ABILITY Shetland has secured a grant of £100,000 from the National Lottery Community Fund which will help to provide security for the charity for the next two years.
The money will be put towards the charity’s group work, its clubs and one-to-one support which it provides to children, young people and adults with disabilities – and their families – across Shetland.
Team leader Stephanie Bain said the charity is “delighted” to secure the funding, which will cover two years.
She added that she was a bit surprised to receive the funding as it is “such a competitive, over-subscribed process and we have previously been funded by them”.
“They fed back that they could see how important our charity is to the Shetland community so wanted to support us to continue the work we do,” Bain said.
“Having this news come during lockdown is even more special because it shows us how important we are viewed by funders and that they are positive that we will be delivering face to face work again sometime soon.”
Ability Shetland has also received three specific Covid-19 grants in recent weeks, including £2,000 from the STV Children’s Appeal, a further £2,000 from the Corra Foundation and £600 from Lerwick Community Council.
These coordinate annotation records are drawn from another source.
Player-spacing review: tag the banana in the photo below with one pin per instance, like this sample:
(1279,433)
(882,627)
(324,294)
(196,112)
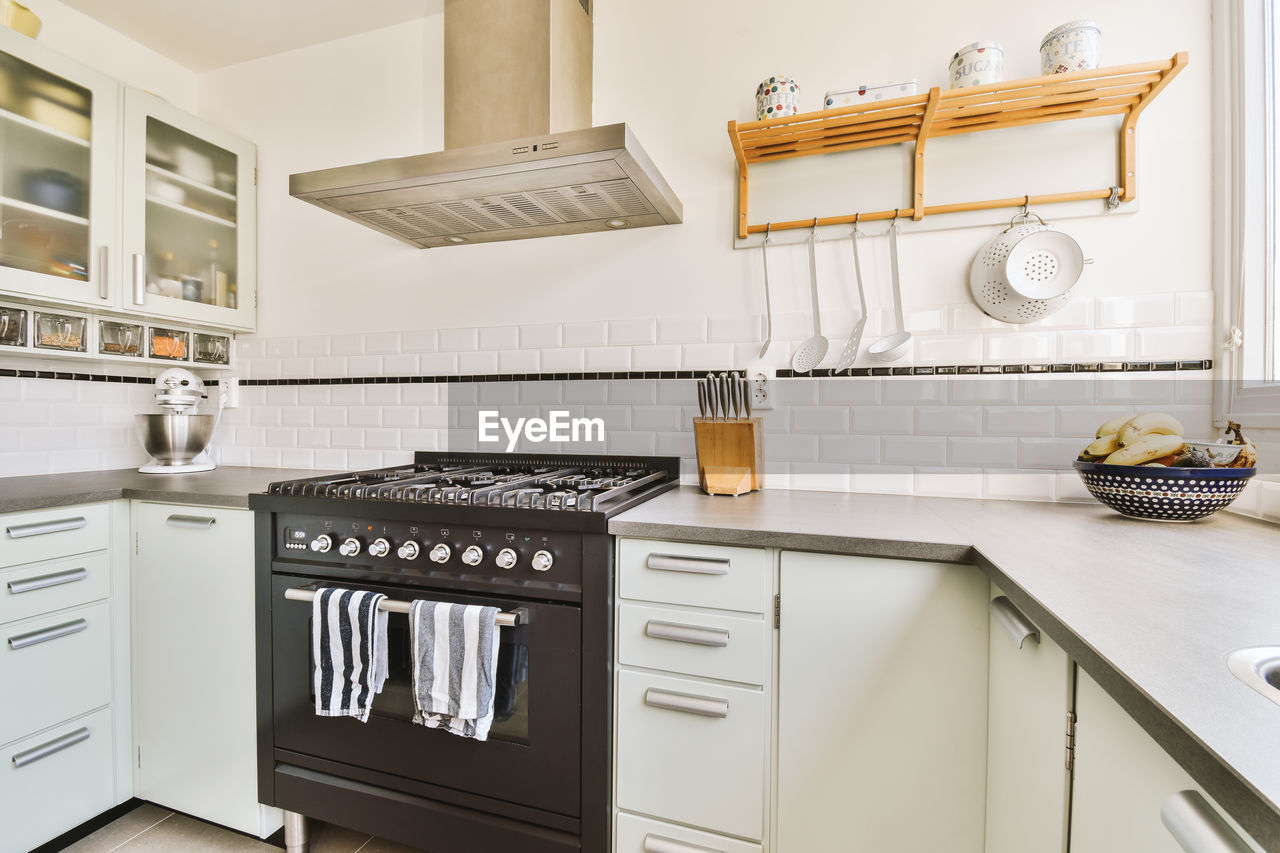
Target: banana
(1151,424)
(1112,425)
(1146,448)
(1100,447)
Bain said in relation to the pandemic, things have been “very different” for Ability Shetland, which changed its name from Disability Shetland last year.
It was forced to cease all face-to-face work with its 200-plus clients – with this happening just before a holiday period, which left about 40 families with no respite during the school holidays.
“It has been frustrating to know that the families we work with were going to be without support, social opportunities and much needed breaks and respite so our team here at Ability Shetland have rallied around and come up with some great, creative ideas to keep connected with our clients,” Bain added.
“Examples of the things we have done so far is providing care and activity packs to children and adults, gifted tablets to adults to help them keep connected with us and with each other, given participants various challenges to do and provided resources for them to do this such as pedometers and craft materials, paid for online classes, and undertaken video chats and phone calls on a regular basis too.
“Our whole ethos is around reducing isolation and loneliness for people with disabilities and their families so it is a frustrating time but we are doing everything we can to support them during this tense time.”
Bain also paid tribute to the “amazing” third sector in Shetland, which has been “working together with the local authority to ensure people get adequate support to continue to keep safe and well during these uncertain times”.